De la couleur et de la musique


« Supposons un bel espace de nature où tout verdoie, rougeoie, poudroie et chatoie en pleine liberté, où toutes choses, changées de seconde en seconde par le déplacement de l’ombre et de la lumière et agitées par le travail intérieur du calorique, se trouvent en perpétuelle vibration, laquelle fait trembler les lignes et complète la loi du mouvement éternel et universel…
La sève monte et, mélange de principes, elle s’épanouit en tons mélangés…
Les ombres se déplacent lentement et font fuir devant elle ou éteignent les tons à mesure que la lumière, en veut faire résonner de nouveau. Ceux-ci se renvoient leurs reflets, et, modifiant leurs qualités en les glaçant de qualités transparentes et empruntées, multiplient à l’infini leurs mariages mélodieux.
Quand le grand foyer descend dans les eaux, de rouges fanfares s’élancent de tous côtés, une sanglante harmonie éclate à l’horizon et le vert s’empourpre richement. Mais bientôt de vastes ombres bleues chassent en cadence devant elles la foule de tons orangés et rose tendre qui sont comme l’écho lointain et affaibli de la lumière.
Cette grande symphonie du jour, qui est l’éternelle variation de la symphonie d’hier, cette succession de mélodies où la variété sort toujours de l’infini, cet hymne compliqué s’appelle la couleur.
On trouve dans la couleur l’harmonie, la mélodie et le contre-point. »



 Pierre Sentenac, illustration "La traversée des lumières"


Ce très beau texte de Baudelaire fait résonner en nous des musiques qui célèbrent la renaissance de la nature, ses métamorphoses dans le prisme des couleurs dont l’œil humain peine à en discerner les nuances… Mais parfois, à certains moments de plénitude, les sonorités des instruments, les oppositions rythmiques nous font pressentir une infinité de sensations et de sentiments.
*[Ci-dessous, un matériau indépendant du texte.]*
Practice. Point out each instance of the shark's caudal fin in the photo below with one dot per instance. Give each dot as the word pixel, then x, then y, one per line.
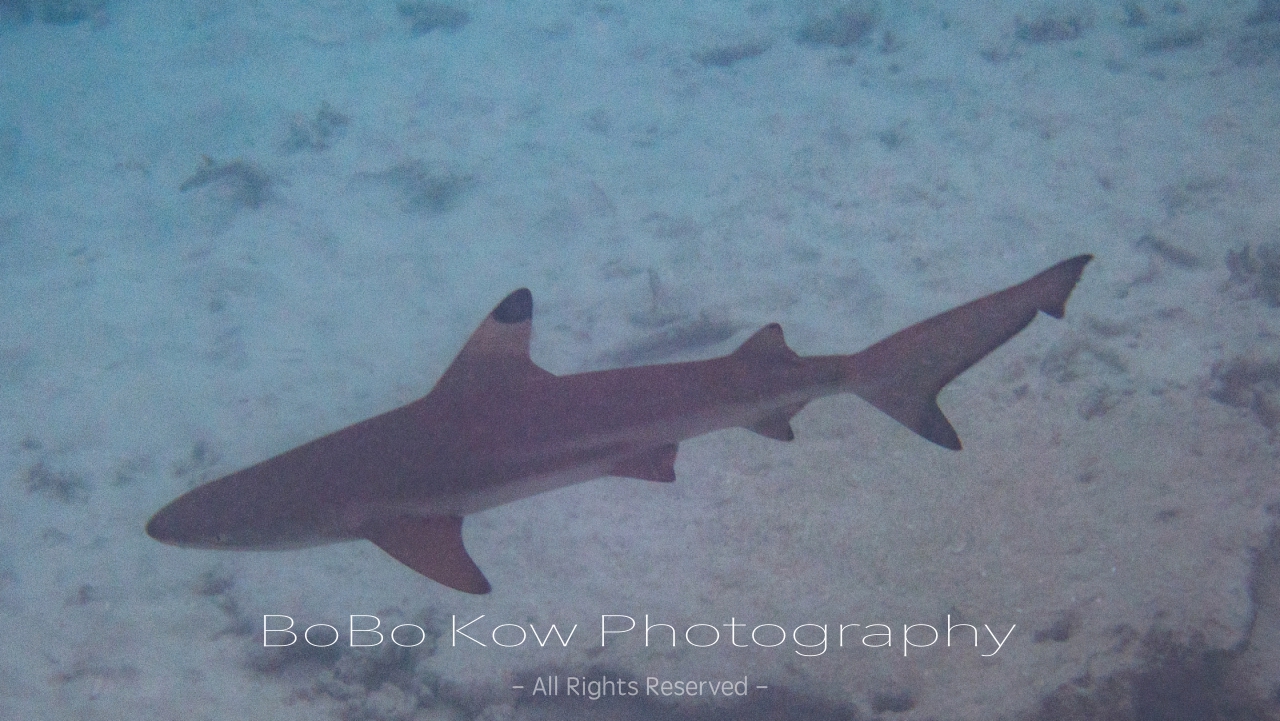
pixel 903 374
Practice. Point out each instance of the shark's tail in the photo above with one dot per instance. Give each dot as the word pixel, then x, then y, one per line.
pixel 903 374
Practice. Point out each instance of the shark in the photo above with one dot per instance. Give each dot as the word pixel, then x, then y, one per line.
pixel 497 428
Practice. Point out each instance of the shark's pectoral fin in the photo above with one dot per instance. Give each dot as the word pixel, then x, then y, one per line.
pixel 656 464
pixel 777 425
pixel 433 547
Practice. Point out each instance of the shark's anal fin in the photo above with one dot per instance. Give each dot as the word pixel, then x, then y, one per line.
pixel 777 425
pixel 656 464
pixel 430 546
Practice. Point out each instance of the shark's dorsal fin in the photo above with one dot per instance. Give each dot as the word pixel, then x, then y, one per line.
pixel 430 546
pixel 656 464
pixel 767 343
pixel 499 345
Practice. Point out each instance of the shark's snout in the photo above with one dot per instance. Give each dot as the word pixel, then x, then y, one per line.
pixel 161 528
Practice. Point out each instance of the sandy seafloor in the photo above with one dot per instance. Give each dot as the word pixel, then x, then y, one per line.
pixel 666 177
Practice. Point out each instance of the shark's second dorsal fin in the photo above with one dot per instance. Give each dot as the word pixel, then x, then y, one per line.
pixel 777 425
pixel 433 547
pixel 499 342
pixel 767 343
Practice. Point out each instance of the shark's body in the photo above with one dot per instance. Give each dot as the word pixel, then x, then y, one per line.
pixel 498 428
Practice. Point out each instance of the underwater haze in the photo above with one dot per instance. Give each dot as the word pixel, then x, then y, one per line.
pixel 228 228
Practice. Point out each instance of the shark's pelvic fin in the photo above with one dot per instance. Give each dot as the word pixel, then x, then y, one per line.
pixel 903 374
pixel 656 464
pixel 777 425
pixel 430 546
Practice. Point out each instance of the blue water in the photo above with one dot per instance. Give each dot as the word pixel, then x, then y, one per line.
pixel 228 228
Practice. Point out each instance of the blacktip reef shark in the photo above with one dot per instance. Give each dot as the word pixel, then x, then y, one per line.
pixel 497 428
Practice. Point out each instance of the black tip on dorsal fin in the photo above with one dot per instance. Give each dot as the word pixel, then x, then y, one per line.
pixel 516 307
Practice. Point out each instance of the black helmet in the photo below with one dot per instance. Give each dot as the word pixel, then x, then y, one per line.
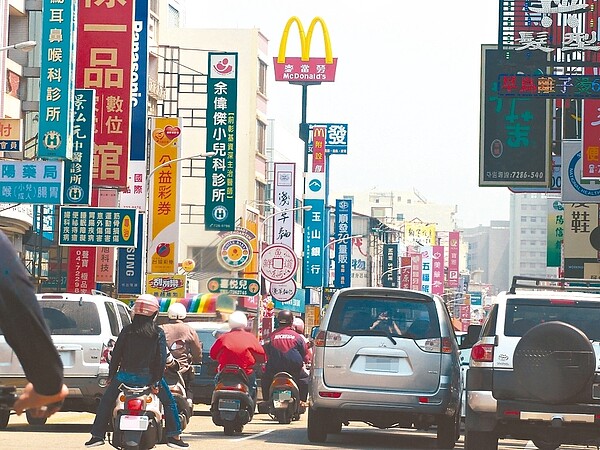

Il arrive même que nous ressentions l’esprit d’une époque, la couleur particulière des atmosphères contrastées nous permettant de l’appréhender intuitivement !
Ainsi dans le « Concert champêtre » de Francis Poulenc , c’est l’évocation des années 1930 ; on quitte la noirceur d’une guerre meurtrière et l’ambiance grise des banlieues pour Ermenonville où les musiciens, les peintres et les poètes se retrouvent dans une partie de campagne et dans ce tableau vivant la musique nous plonge dans une joie de vivre spontanée, sublimée par les instruments à vents et l’esprit des « Rêveries du promeneur solitaire » de Jean-Jacques Rousseau.
Les résurgences de la musique baroque se marient avec des variations modernes tempérées par les touches légères du clavecin… Instants de grâce et de respiration !
Dans cette orchestration originale des inspirations russes (peut-être sous l’influence de Stravinsky) suggèrent avec fantaisie la féerie et les luxuriances de l’orient.
Ce mélange de styles traduit bien la liesse et le foisonnement d’une époque dont la soif de vivre explosait avec une fraîcheur une effervescence et une fougue rarement égalées.
C’est le privilège de la musique de nous restituer grâce au Concert champêtre de Francis Poulenc, une époque avec ses couleurs si particulières !   
Michèle Serre





"La traversée des lumières" de Michèle Serre
illustration de Pierre Sentenac

( Livres d’artiste de Collection, cousu main, couverture Moulin Laroque, papier moulin ou vergé:
tirages 100 exemplaires numérotés, prix: 19Euros )



Compléments:

 Texte de Baudelaire, extrait des "Curiosités esthétiques"

 Référence musicale:

FRANCIS POULENC
CONCERT CHAMPÊTRE pour clavecin & orchestre
Aimé Van de Wiele (clavecin)
Orchestre de la société des concerts du conservatoire dirigé par
GEORGE PRÊTRE  
Disque 33tours La voix de son maître FALP 737 (années 1960)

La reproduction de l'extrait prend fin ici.